Enoch, Tabula, and Vida all found their way to Trinidad’s stand out on the Neff Switch road. When Trinidad handed Enoch his bottle of grape juice in a paper sack, she slipped in an envelope containing dried sage. On the front of the envelope were the instructions:
Put some under your tongue before you talk to a special lady.
When Tabula returned home, she found a small pouch that was gathered closed at the top with a drawstring. The pouch was filled with lavender flowers, rosemary leaves, mint, comfrey root, and thyme. A note attached to the end of the string said:
Put in your bath and think good things.
When Enoch saw Tabula in Graber’s Hardware, he slipped some of that sage beneath his tongue and asked if he might take her to hear the concert band on Sunday at the gazebo in the park. Tabula Cristy said yes.
Vida van Demming, the semi-kleptomaniac, noticed that the apple pie she’d bought was wrapped in a page from the
Times-Picayune
. She smoothed the paper out and got to reading it and ended up in a letter-writing relationship with a man from Port Arthur, Texas, who had placed an ad for a pen pal in the second column of the personals. It was enough to help Vida quit the stealing.
Things changed in Bayou Cymbaline. The bullied took charge of their lives, gamblers turned their backs on dice, and folks in general were happier. Everyone knew where to find Trinidad. They came to her for baked goods, and for the powders and potions that cured corruptions of the flesh and abscesses of the soul and the mind.
Trinidad was interested in every customer, but none so much as the two women and the silent little boy who drove up to her stand in the late afternoon of a fine summer day in 1956. Letice was on her third driving lesson that day. She felt her life was more than half over and it was high time she learned to get around on her own. Dancy chose the Neff Switch road to practice on because it was good and straight and not heavily traveled.

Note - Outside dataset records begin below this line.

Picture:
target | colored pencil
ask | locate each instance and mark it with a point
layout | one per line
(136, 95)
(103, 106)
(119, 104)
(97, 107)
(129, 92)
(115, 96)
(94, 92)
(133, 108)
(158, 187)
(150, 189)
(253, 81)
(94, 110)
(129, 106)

Bonaventure was sitting in the backseat, listening to the swishing tail of a cat that was watching a goldfinch balance on a twig in Texarkana, when from nowhere that never-seen companion came to run though the various parts of his heart and sail all through his veins.
Bup-bup, bup-bup
, it swirled through his body and out through his ears and filled up the car and the road and the land. It grabbed his heartbeat up into the sky to join with a perfect twin rhythm.
“There are an awful lot of people out here for a road that isn’t used much,” Letice said.
“Sure seems like it,” Dancy replied. “I’ve never seen it this busy, but then again I haven’t been out this way in a while. Do you want to keep driving, or would you feel better if I took over?”
“Well, it is making me a little nervous. What’s that up ahead there? Can you tell?”
“It looks like a stand of some kind—somebody selling stuff,” Dancy said. “It must be pretty good—looks like there’s a sizable crowd. Maybe we should check it out.”
“Yes, let’s. My neck is getting stiff; I’ve had enough for one day. We’ll see what’s for sale and then you can drive us home.”
They had to wait while a black woman who was wearing a dress made of bright blue cotton and a hat made of tall fescue grass took care of her customers, all of whom were praising her wares.